For example, if you have three classes and the correct class for an image is the second one, its one-hot encoding would be [0, 1, 0]

metrics = ['accuracy'] specifies the metrics used to evaluate the model's performance during training and validation.


In [None]:
model.compile(optimizer = 'adam', loss = 'categorical_crossentropy', metrics = ['accuracy'])
model.summary()

Now we train the model using the provided training and validation data. We create a data generator that yields batches of augmented training data. We specify the number of training epochs (number of iterations), in this case, 3. Then, we specify the validation data (x_test, y_test) used to monitor the model's performance during training.

TODOS:
We adjusted the ReduceLROnPlateau parameters to patience=3: Wait for 3 epochs without improvement before reducing the learning rate.
min_lr=0.000001: Set a lower minimum learning rate.
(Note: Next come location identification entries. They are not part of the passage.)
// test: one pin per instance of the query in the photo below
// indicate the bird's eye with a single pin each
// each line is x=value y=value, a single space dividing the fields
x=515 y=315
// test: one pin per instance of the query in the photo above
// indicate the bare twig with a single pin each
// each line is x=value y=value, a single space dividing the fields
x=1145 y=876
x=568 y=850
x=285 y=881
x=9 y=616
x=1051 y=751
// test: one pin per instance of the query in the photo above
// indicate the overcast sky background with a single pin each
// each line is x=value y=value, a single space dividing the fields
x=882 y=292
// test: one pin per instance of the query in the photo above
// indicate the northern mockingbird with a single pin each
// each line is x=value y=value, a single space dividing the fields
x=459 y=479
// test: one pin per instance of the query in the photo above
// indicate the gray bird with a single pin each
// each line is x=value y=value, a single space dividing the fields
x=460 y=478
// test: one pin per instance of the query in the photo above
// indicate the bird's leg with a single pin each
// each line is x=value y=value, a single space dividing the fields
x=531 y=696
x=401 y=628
We added an example using Grid Search to explore different dropout rates and optimizers. This demonstrates how to systematically search for better hyperparameter settings.

In [None]:
# TODO: change the inputs to see how the learning rate affects the results!
# for reference, review the ReduceLROnPlateau documentation
learning_rate_reduction = ReduceLROnPlateau(monitor='val_accuracy', patience=3, verbose=1, factor=0.5, min_lr=0.000001)  # Adjusted parameters

# TODO: Increase the epochs to see if the validation accuracy levels off!
# Warning: Increasing epochs might increase training time
history = model.fit(datagen.flow(x_train,y_train, batch_size = 128), epochs = 3, validation_data = (x_valid, y_valid), callbacks = [learning_rate_reduction])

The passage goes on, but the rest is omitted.